Chrome's Prompt API: Gemini Nano Runs Locally in the Browser

Chrome ships a built-in Prompt API that exposes Gemini Nano to web pages and extensions, letting developers send natural language requests without round-tripping to a cloud endpoint. The model is downloaded on first use per origin, with availability gated behind hefty hardware requirements: 22 GB free disk, more than 4 GB VRAM or 16 GB RAM with 4+ cores, and desktop-only support across Windows 10/11, macOS 13+, Linux, and Chromebook Plus. Audio input demands a GPU outright.

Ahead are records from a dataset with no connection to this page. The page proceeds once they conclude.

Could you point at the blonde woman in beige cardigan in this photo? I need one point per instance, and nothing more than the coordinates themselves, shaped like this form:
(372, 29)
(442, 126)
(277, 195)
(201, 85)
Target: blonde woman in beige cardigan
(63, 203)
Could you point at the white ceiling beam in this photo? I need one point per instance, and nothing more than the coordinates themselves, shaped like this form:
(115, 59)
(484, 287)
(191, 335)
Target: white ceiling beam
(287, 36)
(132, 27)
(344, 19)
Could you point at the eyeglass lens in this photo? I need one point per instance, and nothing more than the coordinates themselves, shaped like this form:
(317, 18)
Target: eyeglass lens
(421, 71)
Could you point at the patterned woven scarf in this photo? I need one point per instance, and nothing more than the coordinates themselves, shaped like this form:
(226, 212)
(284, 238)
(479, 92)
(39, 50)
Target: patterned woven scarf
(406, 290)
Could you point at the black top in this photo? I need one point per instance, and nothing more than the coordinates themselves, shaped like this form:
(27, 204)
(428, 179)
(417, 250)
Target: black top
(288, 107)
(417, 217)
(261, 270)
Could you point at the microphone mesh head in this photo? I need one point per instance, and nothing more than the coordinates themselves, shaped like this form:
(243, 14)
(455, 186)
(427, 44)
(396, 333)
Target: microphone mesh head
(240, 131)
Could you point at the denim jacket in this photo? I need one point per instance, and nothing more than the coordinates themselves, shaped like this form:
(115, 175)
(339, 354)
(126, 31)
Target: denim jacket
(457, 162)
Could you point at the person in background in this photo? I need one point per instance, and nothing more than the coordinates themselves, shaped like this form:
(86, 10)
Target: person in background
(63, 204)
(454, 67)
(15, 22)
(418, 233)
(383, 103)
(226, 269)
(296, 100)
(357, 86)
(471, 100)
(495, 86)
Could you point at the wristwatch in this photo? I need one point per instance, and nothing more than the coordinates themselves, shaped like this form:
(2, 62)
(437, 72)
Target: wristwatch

The API surface centers on LanguageModel.availability() and create(), with sessions configurable via temperature, topK, AbortSignal cancellation, and initialPrompts that seed system/user/assistant turns. An assistant-role message with prefix: true lets developers force a specific output shape, useful for steering the model into TOML, JSON, or other structured formats. Multimodal inputs cover text, image, and audio; outputs remain text-only, with English, Japanese, and Spanish currently supported.

The significance is the shift of generative inference into the browser runtime as a first-class platform primitive. On-device execution sidesteps API costs, network latency, and data egress, but the storage and VRAM floors mean any production feature relying on it needs a server fallback path. Extensions get extra knobs (params() exposing model defaults) that page contexts do not.